Le projet de loi sur le Service fédéral d'audit, qui a commencé à la Chambre des représentants, propose d'abroger l'Ordonnance d'audit de 1956, une loi de la période coloniale britannique. S'il est adopté, il créerait le Service fédéral d'audit et le Conseil fédéral d'audit, tout en renforçant l'indépendance, les pouvoirs et les responsabilités de l'Auditeur général de la Fédération. Le leader du Sénat Opeyemi Bamidele a présenté le projet de loi en séance plénière, insistant sur son urgence. « Le besoin d'abroger l'Ordonnance d'audit de 1956 ne saurait être suraccentué », a-t-il déclaré. « Cette ordonnance est une législation pré-indépendance promulguée pour une structure administrative coloniale et est totalement inadéquate pour la démocratie constitutionnelle actuelle du Nigeria, son architecture complexe de finances publiques et les normes modernes de responsabilité. »
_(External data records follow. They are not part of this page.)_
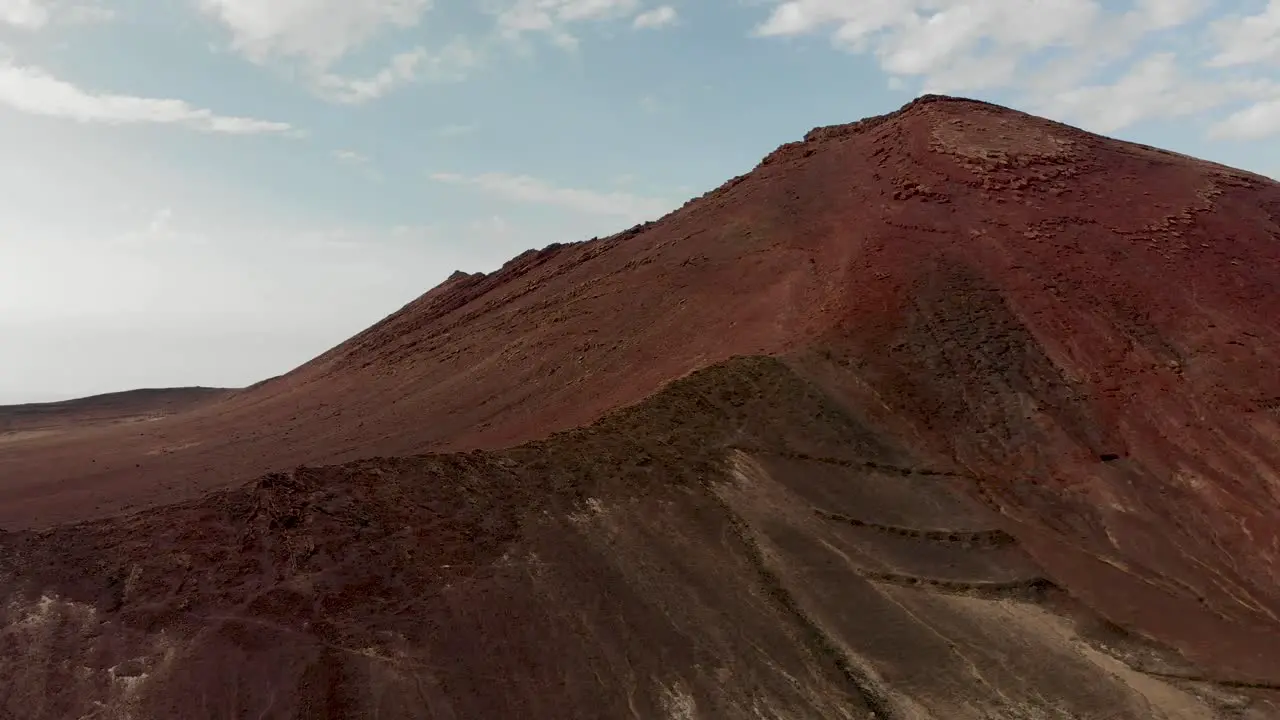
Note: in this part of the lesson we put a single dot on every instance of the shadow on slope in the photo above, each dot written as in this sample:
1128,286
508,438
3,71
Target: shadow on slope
736,546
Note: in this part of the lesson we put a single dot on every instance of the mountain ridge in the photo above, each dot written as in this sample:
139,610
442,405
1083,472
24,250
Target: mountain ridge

Bamidele a souligné comment la nouvelle loi favoriserait la transparence, améliorerait la surveillance législative et renforcerait les efforts de lutte contre la corruption afin de renforcer la confiance dans la gestion des fonds publics. Il a ajouté : « Ce projet de loi vise à remplacer ce cadre obsolète par un régime juridique moderne, robuste et adapté aux besoins, alignant le système d'audit public du Nigeria sur les meilleures pratiques internationales. »
En parallèle, le Sénat a fait avancer le projet de loi sur l'Institut des économistes du Nigeria afin d'établir des normes pour la pratique des économistes, en mettant l'accent sur le professionnalisme, l'éthique et le développement des compétences conformément aux normes mondiales. Bamidele a noté que les deux projets de loi, ayant passé l'examen de la Chambre des représentants, portent sur la responsabilité et la régulation essentielles à une gouvernance efficace et à la croissance. « Les deux projets de loi... sont de nature simple et ont subi l'examen législatif requis et la procédure due à la Chambre des représentants », a-t-il fait remarquer. « Ils sont conçus pour renforcer la responsabilité financière publique et la régulation professionnelle, deux éléments critiques pour une gouvernance saine et le développement économique. »
La législation est désormais transmise au président Bola Tinubu pour promulgation.